New York: European Publishing Company, 1898, First edition. With eleven plates, including a photo frontispiece of Stanton. Plates include portraits of Margaret Livingston Cady, many of Stanton’s other relatives, and Susan B. Anthony. The second page of ads is for both parts of The Woman’s Bible (1898). Dedicated to Anthony, Stanton’s “steadfast friend for half a century.”. Corners a bit bumped. Ink ownership signature, dated 1898, to front flyleaf. Overall a clean copy despite some toning. A very good, tight copy of Stanton’s suffrage memoir. Publisher’s dark green cloth lettered in gilt on spine. Octavo. ix, 471, [2 ads] pp. Item #17028

In Eighty Years and More, Elizabeth Cady Stanton (1815 – 1902) reflects on her lifelong commitment to the rights of women from her days at Emma Willard’s Troy Female Seminary to her critical approach to churches in the last years of her career. In the ANB, Ann D. Gordon describes the present work as a “companion volume” to The Woman’s Bible, which Stanton published in full in the same year. The present work is particularly valuable for its account of Stanton’s later years, when she began to focus more on her criticism of religion and on “impeaching the Christian theology—as well as all other forms of religion, for their degrading teachings in regard to woman” (p. 383).

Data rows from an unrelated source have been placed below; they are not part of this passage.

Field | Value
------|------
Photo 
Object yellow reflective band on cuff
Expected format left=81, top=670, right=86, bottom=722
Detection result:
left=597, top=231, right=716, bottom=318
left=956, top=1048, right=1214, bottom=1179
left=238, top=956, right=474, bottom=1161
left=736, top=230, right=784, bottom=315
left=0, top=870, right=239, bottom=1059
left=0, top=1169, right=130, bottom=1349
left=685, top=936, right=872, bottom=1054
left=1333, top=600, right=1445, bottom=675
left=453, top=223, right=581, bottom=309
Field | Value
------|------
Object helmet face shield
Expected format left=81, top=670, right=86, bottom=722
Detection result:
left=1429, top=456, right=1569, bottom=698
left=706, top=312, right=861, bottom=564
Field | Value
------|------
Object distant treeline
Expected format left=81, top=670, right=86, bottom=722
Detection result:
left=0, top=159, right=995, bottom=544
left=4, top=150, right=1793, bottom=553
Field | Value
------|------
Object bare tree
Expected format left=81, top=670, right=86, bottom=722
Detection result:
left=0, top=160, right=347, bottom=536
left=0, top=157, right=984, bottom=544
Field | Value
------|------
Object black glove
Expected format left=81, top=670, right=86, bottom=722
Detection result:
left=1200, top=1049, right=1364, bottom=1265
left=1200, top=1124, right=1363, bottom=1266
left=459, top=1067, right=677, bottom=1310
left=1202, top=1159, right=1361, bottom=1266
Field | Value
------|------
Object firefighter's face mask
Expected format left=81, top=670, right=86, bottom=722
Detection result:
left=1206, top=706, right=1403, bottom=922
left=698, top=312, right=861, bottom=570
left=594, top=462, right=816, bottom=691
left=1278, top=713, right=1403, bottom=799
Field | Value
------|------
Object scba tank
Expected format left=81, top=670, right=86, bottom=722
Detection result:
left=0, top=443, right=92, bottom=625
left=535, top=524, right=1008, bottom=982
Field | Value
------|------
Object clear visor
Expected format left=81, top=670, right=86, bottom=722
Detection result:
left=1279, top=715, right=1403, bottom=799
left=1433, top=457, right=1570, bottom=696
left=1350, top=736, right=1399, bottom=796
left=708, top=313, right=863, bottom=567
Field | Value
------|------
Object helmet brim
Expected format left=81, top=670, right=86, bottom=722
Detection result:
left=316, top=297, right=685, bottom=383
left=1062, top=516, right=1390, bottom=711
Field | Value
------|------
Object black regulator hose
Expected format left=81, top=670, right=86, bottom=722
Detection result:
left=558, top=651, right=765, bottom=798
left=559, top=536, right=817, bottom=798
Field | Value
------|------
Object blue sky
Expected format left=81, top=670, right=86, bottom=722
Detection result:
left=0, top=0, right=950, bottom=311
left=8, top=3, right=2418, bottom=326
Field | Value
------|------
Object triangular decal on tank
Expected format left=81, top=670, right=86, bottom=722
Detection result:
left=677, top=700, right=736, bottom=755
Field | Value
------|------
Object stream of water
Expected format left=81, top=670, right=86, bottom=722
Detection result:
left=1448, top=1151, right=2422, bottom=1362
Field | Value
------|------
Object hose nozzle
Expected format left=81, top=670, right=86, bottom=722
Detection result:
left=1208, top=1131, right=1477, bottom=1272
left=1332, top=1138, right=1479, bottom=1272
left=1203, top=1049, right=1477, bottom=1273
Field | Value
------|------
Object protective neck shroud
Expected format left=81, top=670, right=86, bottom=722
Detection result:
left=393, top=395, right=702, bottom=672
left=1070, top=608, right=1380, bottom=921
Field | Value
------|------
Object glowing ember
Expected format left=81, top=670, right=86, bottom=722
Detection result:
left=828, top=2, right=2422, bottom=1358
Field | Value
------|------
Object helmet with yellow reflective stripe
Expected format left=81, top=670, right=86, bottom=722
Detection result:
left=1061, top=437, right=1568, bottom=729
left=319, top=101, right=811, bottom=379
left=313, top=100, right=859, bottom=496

Gordon writes, “What set Stanton apart most of all in her last decades was her conviction that the next great struggle would occur not against the state but against churches. In 1885 she tried to shepherd the [National Women’s Suffrage Association] into the fray…At about the same time she solicited contributors to a critical exegesis of the Bible. But when she published part one of The Woman’s Bible in 1895, the [NWSA] repudiated her ideas as damaging to the cause. Opposition from within the movement had no effect on her ambitions. In her mind critics of a struggle with orthodox religion simply echoed those who laughed at a woman’s right to vote in 1848.”.